Here is a very roughly sorted list of additional features and to-dos to consider:

* Setup CI, static typechecking, linting, auto-formatting
* Setup website
* Design a logo
* Constructor parameters that do not appear as field in the dataclass.
* Express relations between objects (apart from the composition already
  possible), especially with respect to relational databases.
* A standard set of providers
* Documentation
* Examples

  * Usage with pytest
  * Usage as builder
  * Usage with ORM

* A command line interface to generate data (i.e. in JSON format that than can
  be used for web requests with some other tool)
* ORM integration

  * With possibility of cleaning up generated data

* pytest integration


Alternatives
------------

* `Faker <https://faker.readthedocs.io/en/master/>`_ is excellent for generating
  individual pieces of information such as a realistic name, a bank account
  number, a street address etc. However, it does not provide a convenient way
  to generate more complex objects.
* `Factory Boy <https://factoryboy.readthedocs.io/en/stable/>`_ has a very
  similar aim and scope. As it has been around longer and it is stable, opposed
  to Plato, you should prefer it for testing production code. However, Plato
  will have some advantages, such as:

  * Syntax with less boilerplate.
  * It is easier to compose from fields of other sampled objects.
  * API that avoids name collisions, whereas in Factory Boy one has to work
    around it with renames.
  * By producing data classes conversion into other data formats such as dicts,
    JSON, etc. is easy and does not require to declare a model class duplicating
    a lot of information.
  * Reproducible test data even when deleting or adding fields on an object.

Inspirations
------------

Plato was inspired by:

* Company-internal talks at
  `TNG Technology Consulting GmbH <https://www.tngtech.com/>`_ (my employer).
* `Strawberry <https://github.com/strawberry-graphql/strawberry>`_ which gave
  me the idea to apply the dataclasses approach to other problems.
* `Nengo <https://www.nengo.ai/>`_ which gave me the idea to seed random number
  generator in a way robust against field removal and additions.
* `Factory Boy <https://factoryboy.readthedocs.io/en/stable/>`_

Contributing
------------

Contributions are welcome in general.

For bugs, feel free to open issues or pull requests.
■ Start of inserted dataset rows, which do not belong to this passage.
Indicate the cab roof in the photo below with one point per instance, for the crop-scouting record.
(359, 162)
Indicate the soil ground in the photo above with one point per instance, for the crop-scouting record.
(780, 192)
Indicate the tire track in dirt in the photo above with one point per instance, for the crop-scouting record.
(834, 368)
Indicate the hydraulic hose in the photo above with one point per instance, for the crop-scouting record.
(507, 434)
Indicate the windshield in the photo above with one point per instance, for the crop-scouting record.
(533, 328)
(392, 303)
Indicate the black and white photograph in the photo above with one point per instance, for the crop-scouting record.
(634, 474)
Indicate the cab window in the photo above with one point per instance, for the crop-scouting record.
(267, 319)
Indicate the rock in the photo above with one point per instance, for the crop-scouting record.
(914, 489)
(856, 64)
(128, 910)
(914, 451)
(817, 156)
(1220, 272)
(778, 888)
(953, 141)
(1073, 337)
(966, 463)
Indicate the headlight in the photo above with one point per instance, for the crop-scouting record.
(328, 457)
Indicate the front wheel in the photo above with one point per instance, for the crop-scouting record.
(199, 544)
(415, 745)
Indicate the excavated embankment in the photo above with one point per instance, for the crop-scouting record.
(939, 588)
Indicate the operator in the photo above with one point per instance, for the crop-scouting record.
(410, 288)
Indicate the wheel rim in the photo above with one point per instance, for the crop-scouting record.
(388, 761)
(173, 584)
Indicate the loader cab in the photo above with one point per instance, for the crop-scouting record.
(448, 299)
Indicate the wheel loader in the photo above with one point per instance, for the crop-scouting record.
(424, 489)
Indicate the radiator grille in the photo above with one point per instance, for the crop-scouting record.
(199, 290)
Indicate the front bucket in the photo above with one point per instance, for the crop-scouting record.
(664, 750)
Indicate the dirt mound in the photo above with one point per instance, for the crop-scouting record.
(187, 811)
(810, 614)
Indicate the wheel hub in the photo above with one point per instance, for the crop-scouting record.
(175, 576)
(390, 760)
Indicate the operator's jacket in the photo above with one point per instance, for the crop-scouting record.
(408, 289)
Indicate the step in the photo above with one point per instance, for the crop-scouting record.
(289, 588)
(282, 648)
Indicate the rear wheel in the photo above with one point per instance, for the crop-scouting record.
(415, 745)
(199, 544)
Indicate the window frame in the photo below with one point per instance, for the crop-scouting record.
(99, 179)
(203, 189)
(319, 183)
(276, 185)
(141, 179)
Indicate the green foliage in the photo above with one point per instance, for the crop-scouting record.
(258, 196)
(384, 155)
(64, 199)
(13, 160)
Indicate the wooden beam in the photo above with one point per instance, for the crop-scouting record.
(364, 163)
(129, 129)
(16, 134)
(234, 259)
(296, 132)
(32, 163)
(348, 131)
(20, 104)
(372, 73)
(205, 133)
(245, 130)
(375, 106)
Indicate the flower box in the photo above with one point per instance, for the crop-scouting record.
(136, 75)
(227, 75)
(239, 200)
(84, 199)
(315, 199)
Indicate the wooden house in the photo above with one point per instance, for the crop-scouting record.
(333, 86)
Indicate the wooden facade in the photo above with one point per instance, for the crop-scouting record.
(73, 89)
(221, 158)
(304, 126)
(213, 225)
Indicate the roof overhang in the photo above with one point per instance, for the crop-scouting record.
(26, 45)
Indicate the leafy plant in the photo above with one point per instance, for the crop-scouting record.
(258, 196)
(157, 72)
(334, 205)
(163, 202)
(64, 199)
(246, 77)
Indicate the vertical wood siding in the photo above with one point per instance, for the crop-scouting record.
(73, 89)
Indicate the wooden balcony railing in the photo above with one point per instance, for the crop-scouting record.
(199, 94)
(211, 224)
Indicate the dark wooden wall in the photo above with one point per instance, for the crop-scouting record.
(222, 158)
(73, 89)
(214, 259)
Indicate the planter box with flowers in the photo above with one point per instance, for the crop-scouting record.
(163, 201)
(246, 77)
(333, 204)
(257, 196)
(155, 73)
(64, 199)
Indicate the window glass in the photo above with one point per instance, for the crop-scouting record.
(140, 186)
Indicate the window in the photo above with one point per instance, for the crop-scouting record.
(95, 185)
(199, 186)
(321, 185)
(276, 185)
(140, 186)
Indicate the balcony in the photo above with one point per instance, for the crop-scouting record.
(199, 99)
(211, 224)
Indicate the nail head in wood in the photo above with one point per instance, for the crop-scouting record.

If you have an ideas, feedback, or feature requests, also open an issue.

Given the early stage of the project, if you want to implement a feature,
I suggest that you open an issue first to discuss the details and ensure that
it aligns with the general direction the project is moving into.

Note that it might take me a bit to react as I am working on Plato in my free
time besides other projects.

The name
--------

The ancient greek philosopher Plato is well known for his *theory of
forms*. It proposes that, the objects existing in reality are imitations of more
pure “Ideas” or “Forms” which are the non-physical essence of things.

In analogy, the library Plato allows you to define the essence or “Form“ of your
test data from which the concrete objects used in the tests are derived.